Collecting data for making an AI understand dialectal Finnish and Swedish has been on the news recently. Computers usually understand Finnish only as the normative standard known as kirjakieli and they need examples of spoken language to improve their algorithms. Since it is impossible to speak a language without speaking in a dialect of some sort, Finnish dialects, create a lot of trouble when interacting with computers.
The methods devised by the research group of Mika Hämäläinen, Niko Partanen, Khalid Alnajjar and Jack Rueter from the University of Helsinki take this further and enable an AI to be fluent in the Finnish dialects. The results were published in Proceedings of the 2021 Conference on Empirical Methods in Natural Language Processing by The Association for Computational Linguistics.
Computers can speak in 23 subdialects
Within the paradigm of computational creativity, they have developed a method for converting standard Finnish into one of the 23 Finnish subdialects. Computers should not only be able to understand dialectal Finnish, but they should also be able to express themselves in a dialect.
– With our method, an intelligent system such as a robot can say akku on lopussa (battery is low), for example in Etelä-Karjala dialect akku o lopussa, Etelä-Satakunta dialect akku ol lopus or Länsi-Uusimaa dialect akku o lopus, Hämäläinen says.
For example, the commonly used algorithm of Google Translate fails to translate a dialectal Finnish sentence Oisko sulla jotai esimerkkei siit (Do you happen to have some examples of that) producing a completely incorrect “English” translation Oisko sulla something like that just because Google Translate has been built to work exclusively on standard Finnish. This same phenomenon can be observed with any AI tools that support Finnish like Apple Siri or dictation in macOS.
Dialects are detected from both spoken audio and text
The research shows that detecting dialects is a difficult task when relying on plain text. Dialect identification is easier when the model has access to audio as well because many dialects are marked with distinctive phonetic properties. Thus the latest research published by the researchers deals with detecting dialects from both spoken audio and text.
– The process of normalizing dialects to standard text has many benefits. It allows analyzing dialectal materials using tools for the Standard Finnish, and we can also use the normalized version as a search item when we want to find something from the dialectal materials, says Khalid Alnajjar.
The researchers remind that the problem of understanding dialects is complex and no model can understand natural language like humans do. But the created models open many more interesting directions for research, such as the degree to which a dialect deviates from the norm and what are the syntactic differences between different language varieties.

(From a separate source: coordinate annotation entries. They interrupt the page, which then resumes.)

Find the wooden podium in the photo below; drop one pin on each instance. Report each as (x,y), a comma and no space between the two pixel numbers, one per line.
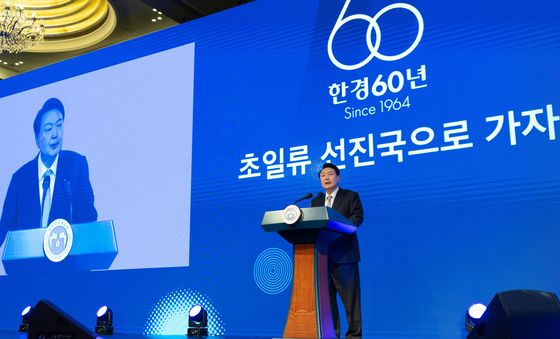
(310,312)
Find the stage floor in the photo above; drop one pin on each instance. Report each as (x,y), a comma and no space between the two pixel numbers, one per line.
(19,335)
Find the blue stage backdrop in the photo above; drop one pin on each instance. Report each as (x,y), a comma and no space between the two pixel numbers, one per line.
(445,117)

– With this we can improve the current state of Finnish natural language processing solutions and build AI models tailored for individuals. For example, we have already reached impressive results in speech recognition of one person’s speech, even in endangered languages, Niko Partanen says.
The research group has also developed a similar normalization methodology for the dialects of Swedish spoken in Finland (Hämäläinen et al., 2020b) and historical Finnish (Hämäläinen et al., 2021b).
The dialect generator can be tested online and the dialect normalizer and generator code have been released openly on Github. The dialect identification code can be found on Github as well.